I just loved the CMS Wisdom Report from ISITE. I had no idea this existed before today. It’s a simple document – stories about what people learned during CMS implementations:
A free report with 54 inspired tales of web content management trials, tribulations and tips from the men and women who lived to tell their stories
I think I pulled a muscle from nodding my head. Some highlights, then an observation:
Choose a CMS that will allow you to grow and migrate away from that CMS at a later date because eventually you will.
Yep. Remember, every CMS is in some stage of obsolescence, and every CMS is just a migration project waiting to happen.
If I were to do it over again, I would probably find a CMS with a much better WYSiWYG editor and file operations, as our users are not interested in any kind of markup – no matter how easy it is.
Editors Live in the Holes. If they can’t create a solid, attractive page of content with your tool, then it doesn’t matter how good you think it is.
Open source is far from free. If you choose an open source solution, be prepared to spend a lot of time and/or money getting it implemented.
I have yet to do a CMS implementation where the license cost was the biggest expense.
To properly gauge the level of community and support provided by a CMS vendor, go to their forums and check how many questions get left unanswered.

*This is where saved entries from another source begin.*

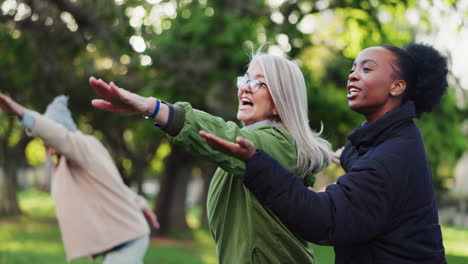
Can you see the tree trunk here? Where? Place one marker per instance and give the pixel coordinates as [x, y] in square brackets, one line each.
[8, 200]
[170, 202]
[207, 174]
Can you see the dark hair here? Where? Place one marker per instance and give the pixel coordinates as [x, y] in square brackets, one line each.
[424, 70]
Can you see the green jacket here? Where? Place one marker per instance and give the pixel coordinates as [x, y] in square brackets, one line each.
[244, 231]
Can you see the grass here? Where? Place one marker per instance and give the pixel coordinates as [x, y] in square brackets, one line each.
[35, 238]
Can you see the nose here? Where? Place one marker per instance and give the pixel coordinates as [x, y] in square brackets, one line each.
[353, 76]
[245, 88]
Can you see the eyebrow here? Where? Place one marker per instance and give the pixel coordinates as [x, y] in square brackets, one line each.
[256, 76]
[366, 60]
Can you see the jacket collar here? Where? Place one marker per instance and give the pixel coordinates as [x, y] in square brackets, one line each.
[371, 134]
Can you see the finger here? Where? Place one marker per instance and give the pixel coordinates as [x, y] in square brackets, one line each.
[104, 105]
[100, 87]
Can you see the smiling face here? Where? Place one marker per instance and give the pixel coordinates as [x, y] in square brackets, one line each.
[371, 83]
[258, 106]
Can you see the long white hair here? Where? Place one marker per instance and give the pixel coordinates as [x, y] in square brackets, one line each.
[287, 87]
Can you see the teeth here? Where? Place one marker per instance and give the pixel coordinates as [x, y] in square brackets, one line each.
[353, 91]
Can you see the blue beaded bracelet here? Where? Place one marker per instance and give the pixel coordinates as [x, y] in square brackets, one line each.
[155, 112]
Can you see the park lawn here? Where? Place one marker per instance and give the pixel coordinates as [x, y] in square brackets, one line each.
[35, 238]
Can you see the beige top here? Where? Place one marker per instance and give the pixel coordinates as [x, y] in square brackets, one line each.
[95, 209]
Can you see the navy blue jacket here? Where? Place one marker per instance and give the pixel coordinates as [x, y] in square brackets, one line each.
[382, 210]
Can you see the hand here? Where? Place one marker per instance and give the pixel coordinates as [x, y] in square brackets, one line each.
[152, 218]
[243, 149]
[11, 107]
[337, 155]
[120, 100]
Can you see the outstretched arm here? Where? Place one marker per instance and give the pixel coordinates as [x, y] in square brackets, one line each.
[119, 100]
[243, 149]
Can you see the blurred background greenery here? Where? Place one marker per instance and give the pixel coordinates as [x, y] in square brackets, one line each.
[192, 50]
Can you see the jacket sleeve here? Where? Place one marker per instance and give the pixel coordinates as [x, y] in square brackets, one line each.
[273, 141]
[353, 210]
[73, 145]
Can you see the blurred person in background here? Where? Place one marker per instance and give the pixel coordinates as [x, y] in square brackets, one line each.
[97, 213]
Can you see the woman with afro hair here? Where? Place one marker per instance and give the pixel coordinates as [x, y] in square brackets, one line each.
[383, 210]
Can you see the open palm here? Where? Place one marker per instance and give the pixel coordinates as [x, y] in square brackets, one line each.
[116, 99]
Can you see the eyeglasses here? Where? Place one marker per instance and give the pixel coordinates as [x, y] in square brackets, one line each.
[253, 84]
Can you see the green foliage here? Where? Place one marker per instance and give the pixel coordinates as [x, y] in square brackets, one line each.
[35, 152]
[193, 52]
[35, 238]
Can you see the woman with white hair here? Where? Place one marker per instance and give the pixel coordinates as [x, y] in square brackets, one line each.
[273, 110]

The main developer forum for the CMS we use regularly has, as of the time of writing, 13 posts on its front page with zero replies. That’s 13 questions their support crew haven’t even been polite enough to comment on. It can make a man feel awful lonely
I’ll just leave this right here: An Oft-Overlooked CMS Feature: The Community.
The client often didn’t have a content strategy, which then translated to a lack of content when the deadline approached. Content needs to be the central focus to a CMS strategy. Without content, and a coordinated strategy, the most powerful CMS will do nothing for you.
Here’s the observation —
None of what I read in the document was hard, technical reason why a project went sideways. No one said, “We couldn’t model content effectively in our CMS,” or “we didn’t have the right kind of workflow.”

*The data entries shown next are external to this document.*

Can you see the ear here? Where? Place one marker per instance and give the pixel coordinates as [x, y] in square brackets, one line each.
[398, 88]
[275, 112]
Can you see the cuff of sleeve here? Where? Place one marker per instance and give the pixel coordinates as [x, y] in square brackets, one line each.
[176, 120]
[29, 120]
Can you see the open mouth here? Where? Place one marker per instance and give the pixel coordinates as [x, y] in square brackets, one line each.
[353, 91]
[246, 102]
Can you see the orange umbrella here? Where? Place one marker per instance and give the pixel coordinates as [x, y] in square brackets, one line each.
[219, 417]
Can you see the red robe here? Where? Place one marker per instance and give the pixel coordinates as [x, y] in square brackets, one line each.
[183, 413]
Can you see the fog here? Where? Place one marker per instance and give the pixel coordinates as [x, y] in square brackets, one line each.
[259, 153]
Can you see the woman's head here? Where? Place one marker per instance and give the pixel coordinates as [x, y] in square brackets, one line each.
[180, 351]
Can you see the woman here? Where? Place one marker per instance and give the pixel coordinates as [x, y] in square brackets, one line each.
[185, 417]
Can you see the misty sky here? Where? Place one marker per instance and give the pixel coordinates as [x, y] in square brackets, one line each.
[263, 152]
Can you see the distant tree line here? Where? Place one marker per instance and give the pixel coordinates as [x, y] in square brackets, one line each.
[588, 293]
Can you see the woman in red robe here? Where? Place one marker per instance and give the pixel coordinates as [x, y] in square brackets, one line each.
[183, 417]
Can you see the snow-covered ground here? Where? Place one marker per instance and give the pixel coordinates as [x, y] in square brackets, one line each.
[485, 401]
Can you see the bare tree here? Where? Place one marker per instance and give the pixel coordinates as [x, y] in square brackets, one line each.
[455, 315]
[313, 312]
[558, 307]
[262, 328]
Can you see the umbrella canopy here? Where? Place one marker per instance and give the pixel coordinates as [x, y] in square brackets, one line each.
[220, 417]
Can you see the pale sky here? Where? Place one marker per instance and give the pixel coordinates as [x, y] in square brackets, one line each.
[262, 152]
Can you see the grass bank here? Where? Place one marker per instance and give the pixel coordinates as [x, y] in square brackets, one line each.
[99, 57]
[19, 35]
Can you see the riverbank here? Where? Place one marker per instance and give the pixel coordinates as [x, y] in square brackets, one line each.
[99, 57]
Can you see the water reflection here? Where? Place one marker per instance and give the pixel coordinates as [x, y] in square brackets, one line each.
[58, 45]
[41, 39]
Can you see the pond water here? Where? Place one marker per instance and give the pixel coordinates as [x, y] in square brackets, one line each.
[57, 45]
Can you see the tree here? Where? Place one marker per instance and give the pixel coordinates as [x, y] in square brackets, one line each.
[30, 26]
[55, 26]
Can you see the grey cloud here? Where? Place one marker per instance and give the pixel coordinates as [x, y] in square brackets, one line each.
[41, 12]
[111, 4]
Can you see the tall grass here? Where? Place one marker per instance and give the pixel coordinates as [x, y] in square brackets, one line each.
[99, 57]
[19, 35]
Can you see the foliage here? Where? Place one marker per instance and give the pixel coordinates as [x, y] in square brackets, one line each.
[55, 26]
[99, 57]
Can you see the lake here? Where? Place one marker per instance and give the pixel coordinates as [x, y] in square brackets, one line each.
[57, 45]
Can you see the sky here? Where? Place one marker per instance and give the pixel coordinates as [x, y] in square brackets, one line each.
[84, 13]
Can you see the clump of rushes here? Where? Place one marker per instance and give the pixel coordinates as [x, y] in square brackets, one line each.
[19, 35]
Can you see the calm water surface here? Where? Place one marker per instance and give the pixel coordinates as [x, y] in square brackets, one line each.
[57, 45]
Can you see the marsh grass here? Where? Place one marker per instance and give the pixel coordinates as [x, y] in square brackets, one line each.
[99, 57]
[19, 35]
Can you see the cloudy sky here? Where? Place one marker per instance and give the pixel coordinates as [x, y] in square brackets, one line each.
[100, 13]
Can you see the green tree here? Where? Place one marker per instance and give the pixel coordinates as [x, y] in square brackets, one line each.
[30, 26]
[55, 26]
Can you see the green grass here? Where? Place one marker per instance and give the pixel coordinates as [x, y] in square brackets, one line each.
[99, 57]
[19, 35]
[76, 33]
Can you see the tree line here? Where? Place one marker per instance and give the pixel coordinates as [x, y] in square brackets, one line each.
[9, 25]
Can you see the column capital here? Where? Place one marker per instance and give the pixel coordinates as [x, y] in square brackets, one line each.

The fact is, CMS implementations rise and fall on “soft” factors: training, for one. Project management, for another. Governance, for a third.
Too many people look at a CMS implementation as a pure technical project. As for me, looking back on more than a decade of this, I’d say it’s 20% technical engineering, and 80% social/human engineering.
(Yes, you have to provide contact information to get the report. Do it anyway. It’s worth it.)